Build a north-star tree
A north star alone is not actionable — you cannot directly move "completed sessions per week." So I decompose it into a tree of input metrics, each with an owner and a lever:
- North star: completed sessions per learner per week.
- Branch: activation (completed a session in the first 48 hours).
- Branch: completion rate (driven by push timing, session length, voice quality).
- Branch: return rate (driven by streaks, topic relevance).
- Branch: content supply health (is a session available for the user's current topic).
When a leaf moves, you know which bet to pull. The tree turns a vague goal into a set of things you can actually act on.
The anti-metrics I refuse to optimize
Naming what you will not optimize is as important as your north star:
- Downloads and signups. Vanity. Uncorrelated with whether anyone learned anything.
- Time in app. For a commute-learning product, less time for the same progress is a win. Optimizing time-in-app would push me to make the product worse.
- Library size / feature count. Breadth competes with the daily loop. More is often less.
- Raw model accuracy. Accuracy on a benchmark is not accuracy on your users' real distribution. Measure on your traffic, not a leaderboard.
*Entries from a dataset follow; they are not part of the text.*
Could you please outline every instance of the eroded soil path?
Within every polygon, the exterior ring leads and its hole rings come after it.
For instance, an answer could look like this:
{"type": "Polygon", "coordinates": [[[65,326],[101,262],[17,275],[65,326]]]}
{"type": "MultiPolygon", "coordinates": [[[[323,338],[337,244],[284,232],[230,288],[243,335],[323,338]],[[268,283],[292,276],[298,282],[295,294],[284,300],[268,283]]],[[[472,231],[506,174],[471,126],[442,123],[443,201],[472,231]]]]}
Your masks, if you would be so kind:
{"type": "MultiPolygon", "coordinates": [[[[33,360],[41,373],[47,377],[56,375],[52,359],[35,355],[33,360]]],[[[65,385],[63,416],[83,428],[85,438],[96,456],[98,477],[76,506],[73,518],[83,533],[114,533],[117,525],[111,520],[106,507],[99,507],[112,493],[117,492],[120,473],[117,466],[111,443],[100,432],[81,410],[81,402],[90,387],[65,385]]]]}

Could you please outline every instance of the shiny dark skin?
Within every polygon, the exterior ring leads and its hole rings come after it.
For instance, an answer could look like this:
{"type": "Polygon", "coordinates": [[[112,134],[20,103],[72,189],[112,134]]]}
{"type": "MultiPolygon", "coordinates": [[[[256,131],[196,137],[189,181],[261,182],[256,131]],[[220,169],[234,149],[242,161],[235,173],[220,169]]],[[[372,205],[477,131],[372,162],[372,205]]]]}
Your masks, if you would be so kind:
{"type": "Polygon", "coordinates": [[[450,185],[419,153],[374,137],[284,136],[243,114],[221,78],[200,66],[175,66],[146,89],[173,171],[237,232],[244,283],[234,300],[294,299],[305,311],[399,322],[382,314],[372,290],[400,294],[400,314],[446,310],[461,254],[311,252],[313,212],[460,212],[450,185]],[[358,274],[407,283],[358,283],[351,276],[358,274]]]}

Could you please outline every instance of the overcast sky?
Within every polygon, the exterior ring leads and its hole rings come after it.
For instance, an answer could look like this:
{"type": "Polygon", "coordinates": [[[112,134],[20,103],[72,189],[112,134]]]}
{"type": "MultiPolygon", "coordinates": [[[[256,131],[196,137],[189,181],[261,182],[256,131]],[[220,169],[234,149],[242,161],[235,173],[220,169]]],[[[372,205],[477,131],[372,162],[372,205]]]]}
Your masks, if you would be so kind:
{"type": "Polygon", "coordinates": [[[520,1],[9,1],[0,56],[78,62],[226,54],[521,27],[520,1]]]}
Instrument the outcome, not the output
The single most useful reframe: measure what the feature was supposed to achieve, not what it produced. A summarization feature's metric is not "summaries generated" — it is whether users acted on the summary instead of reading the source. An AI feature ships with the metric it must move, defined before launch, or it ships blind.
The takeaway
Good AI metrics are boringly product-first. Two scorecards, kept separate and connected by a north-star tree. A short list of anti-metrics you defend. And every feature instrumented on the outcome it promised, not the output it emitted. The model numbers are real and they matter — as inputs. The product is still the point.